A second deputy near Culebra Road then saw what authorities believe was the same Toyota crossing in front of him at a high rate of speed. By the time deputies reached the crash scene, Salazar said, the vehicle had already wrecked and both occupants were critically injured. They were pronounced dead at the scene from injuries suffered in the crash itself. Authorities did not release the names of the dead Sunday, and the sheriff said investigators were still working to confirm their identities. Salazar described them as young Hispanic males. He also said both were wearing gloves, a detail investigators viewed as consistent with the overnight break-ins reported by neighbors. What remains unclear is exactly how the crash unfolded, whether any other vehicle was involved and whether speed alone caused the wreck.
The sheriff’s office said deputies were still canvassing the surrounding area Sunday because residents often do not realize their vehicles were entered until they wake up and check them later in the morning. By Sunday, officials said, deputies had already identified several vehicles believed to have been burglarized overnight. Investigators also were examining items found inside the Toyota, including tools and a first-aid kit, to determine whether those objects were used during the break-ins or stolen from victims’ vehicles. Salazar said the Toyota itself was believed to have possibly been stolen, though authorities had not yet confirmed that. That left investigators sorting through two related questions at once: what property was taken in the neighborhood and whether the suspects were driving a car that belonged to someone else.

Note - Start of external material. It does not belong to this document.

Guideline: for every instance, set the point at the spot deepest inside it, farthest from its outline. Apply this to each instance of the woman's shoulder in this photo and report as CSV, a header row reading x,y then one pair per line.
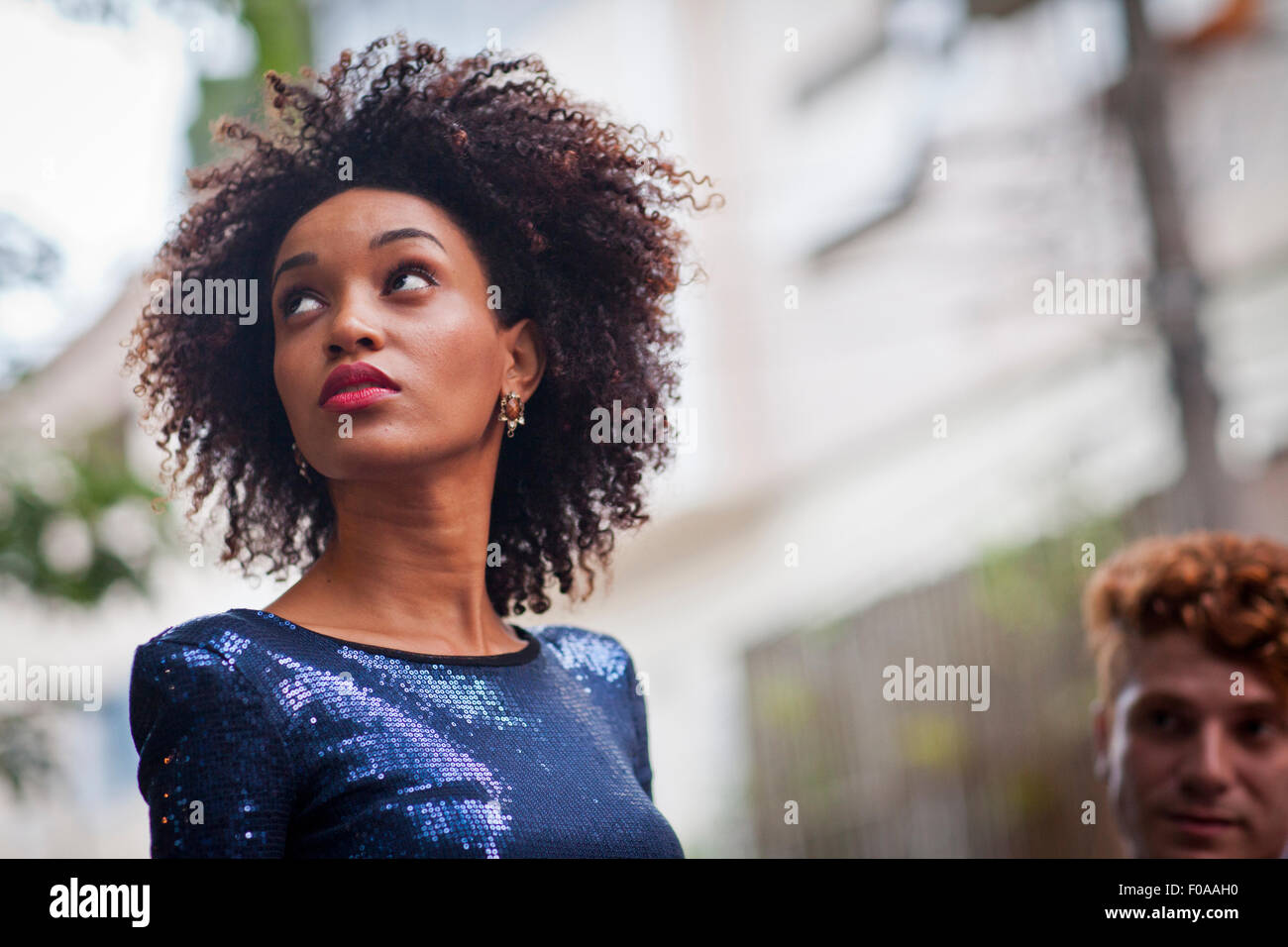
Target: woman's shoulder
x,y
588,650
231,639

The case also fits a familiar pattern for overnight vehicle burglary investigations in fast-growing parts of the county, where deputies often rely on doorbell cameras and neighborhood surveillance systems to build a timeline. In this case, those recordings became central almost immediately because they appeared to capture the suspected break-ins just before the attempted stop. Salazar said the video showed the suspects moving driveway to driveway, checking for easy access rather than forcing entry into homes. That distinction mattered because the early reports centered on cars and door handles, not a home invasion. The setting, a residential area near a major school campus on the Far West Side, also underscored how quickly a routine suspicious-activity call can widen into a countywide scene review involving traffic investigators, patrol deputies and internal investigators examining the actions of law enforcement.
Under sheriff’s office policy, the deputy who activated his emergency lights was placed on administrative leave and is expected to remain on administrative duty while the reviews continue. Salazar said two concurrent investigations were opened, including one through Internal Affairs and another through the Public Integrity Unit. He said that, based on the information available Sunday, it appeared department policies and procedures were followed, though he added that investigators would wait for the full findings before reaching a final conclusion. No criminal charges were announced Sunday because both suspected burglars died in the crash, but the procedural review remains active. Authorities also have not said when formal identification of the dead will be released or when a final crash report could be completed.
In his public remarks, Salazar called the episode “certainly a tragic loss of life” while also saying the outcome followed “very poor choices” by the young men involved. The neighborhood evidence, he said, points to a short but intense sequence: suspicious activity reported before dawn, surveillance footage showing vehicles being entered, a deputy arriving at the scene, the Toyota bolting away and a fatal wreck before deputies could make a stop. Neighbors who discover missing property or signs their vehicles were entered are expected to become part of the case record as deputies continue their canvas. For investigators, those reports may help establish the full scope of the burglary activity in the hours before the crash.
The sheriff’s office said Sunday night that the case was still developing. The next major milestones are the public identification of the two dead suspects, completion of the internal reviews and a fuller accounting of how many vehicles were burglarized in the neighborhood before the pursuit began.
Author note: Last updated March 23, 2026.